PoliticsFriday 03.14.25

“How much were you paid?”: Dr. Oz pushed hearing over his history of pushing bogus weight loss methods on his show.

Dr. Mehmet Oz, President Donald Trump’s nominee to lead the Centers for Medicare & Medicaid Services, was pressed during his Senate confirmation hearing Friday about his history of pushing bogus weight-loss methods on his television show.

“In 2012, you enthusiastically recommended several supplements for weight loss on your television show, including a substance called Green Coffee Extract, which we now know was fraudulently marketed,” Sen. Maggie Hassan (D-NH) said to Oz during the Senate Finance Committee hearing. “Can you confirm that you no longer believe that Green Coffee Extract is a miracle weight-loss drug?”

“I never said that that medication was a miracle weight-loss drug, but I am —” Oz began to respond.

“Can you confirm that this was fraudulently marketed and Green Coffee Extract is not a miracle weight-loss drug? Yes or no?” Hassan said.

“Yes,” Oz replied.

Hassan: “You promoted a supplement called Raspberry Ketones, claiming that it is, ‘a number one miracle in a bottle to burn your fat.’ That’s your quote. Will you confirm for the record today that you no longer believe Raspberry Ketones to be a ‘miracle in a bottle?’”

Oz: “There are many things I said on the show I take great pride in the research we did at the time to identify which of these worked and which ones didn’t. Many of them are still being researched, like the Green Coffee Bean Extract you just mentioned.”
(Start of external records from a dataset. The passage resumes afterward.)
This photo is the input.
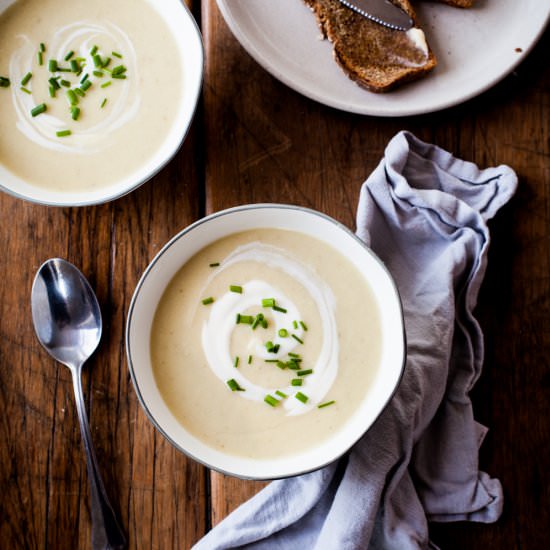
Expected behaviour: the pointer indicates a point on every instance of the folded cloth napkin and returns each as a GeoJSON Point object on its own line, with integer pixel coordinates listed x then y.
{"type": "Point", "coordinates": [424, 213]}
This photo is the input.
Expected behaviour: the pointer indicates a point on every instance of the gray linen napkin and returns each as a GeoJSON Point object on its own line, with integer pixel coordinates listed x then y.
{"type": "Point", "coordinates": [424, 213]}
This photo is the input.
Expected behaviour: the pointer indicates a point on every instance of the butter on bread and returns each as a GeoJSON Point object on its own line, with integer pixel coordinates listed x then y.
{"type": "Point", "coordinates": [376, 57]}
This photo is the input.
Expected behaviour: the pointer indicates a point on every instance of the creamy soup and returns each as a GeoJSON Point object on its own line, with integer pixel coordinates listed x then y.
{"type": "Point", "coordinates": [265, 343]}
{"type": "Point", "coordinates": [92, 89]}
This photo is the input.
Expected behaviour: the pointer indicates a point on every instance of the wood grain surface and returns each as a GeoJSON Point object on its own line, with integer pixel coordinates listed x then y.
{"type": "Point", "coordinates": [255, 140]}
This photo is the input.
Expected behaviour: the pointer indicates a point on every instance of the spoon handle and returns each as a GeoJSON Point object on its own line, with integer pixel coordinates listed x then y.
{"type": "Point", "coordinates": [106, 532]}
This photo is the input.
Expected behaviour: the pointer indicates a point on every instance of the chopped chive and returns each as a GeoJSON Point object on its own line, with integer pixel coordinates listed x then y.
{"type": "Point", "coordinates": [304, 372]}
{"type": "Point", "coordinates": [38, 110]}
{"type": "Point", "coordinates": [71, 96]}
{"type": "Point", "coordinates": [270, 400]}
{"type": "Point", "coordinates": [301, 397]}
{"type": "Point", "coordinates": [234, 385]}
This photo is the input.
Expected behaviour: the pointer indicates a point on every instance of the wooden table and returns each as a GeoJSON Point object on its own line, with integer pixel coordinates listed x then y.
{"type": "Point", "coordinates": [255, 140]}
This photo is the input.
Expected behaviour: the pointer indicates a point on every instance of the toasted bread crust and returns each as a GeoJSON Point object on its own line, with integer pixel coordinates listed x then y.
{"type": "Point", "coordinates": [375, 57]}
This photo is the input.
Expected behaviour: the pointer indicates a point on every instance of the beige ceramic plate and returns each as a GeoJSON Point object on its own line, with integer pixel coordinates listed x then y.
{"type": "Point", "coordinates": [475, 48]}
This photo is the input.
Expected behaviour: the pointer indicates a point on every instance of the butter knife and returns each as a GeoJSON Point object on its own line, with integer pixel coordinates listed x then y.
{"type": "Point", "coordinates": [382, 12]}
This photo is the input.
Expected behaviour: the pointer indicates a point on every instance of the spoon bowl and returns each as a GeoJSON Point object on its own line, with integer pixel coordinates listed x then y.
{"type": "Point", "coordinates": [67, 321]}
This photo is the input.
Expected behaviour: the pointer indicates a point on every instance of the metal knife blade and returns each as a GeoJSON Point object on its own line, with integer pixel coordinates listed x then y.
{"type": "Point", "coordinates": [383, 12]}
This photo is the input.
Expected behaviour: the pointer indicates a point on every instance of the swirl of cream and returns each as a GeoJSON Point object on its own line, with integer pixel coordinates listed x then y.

Hassan: “How much were you paid to promote the supplements?”

Oz: “I was paid nothing to promote the supplements.”

Oz has a long history pushing medical methods with thin or untested evidence, such as when he falsely claimed hydroxychloroquine cures COVID-19. This was particularly true with weight-loss drugs, which at times got a boost from exposure on Oz’s popular daytime television program. In 2014, the British Medical Journal said of 80 recommendations on Oz’s show, less than half were supported by evidence.

President Donald Trump in November nominated Oz, a former U.S. Senate candidate, to run CMS, a federal agency that administers Medicare and works with states to dole out Medicaid.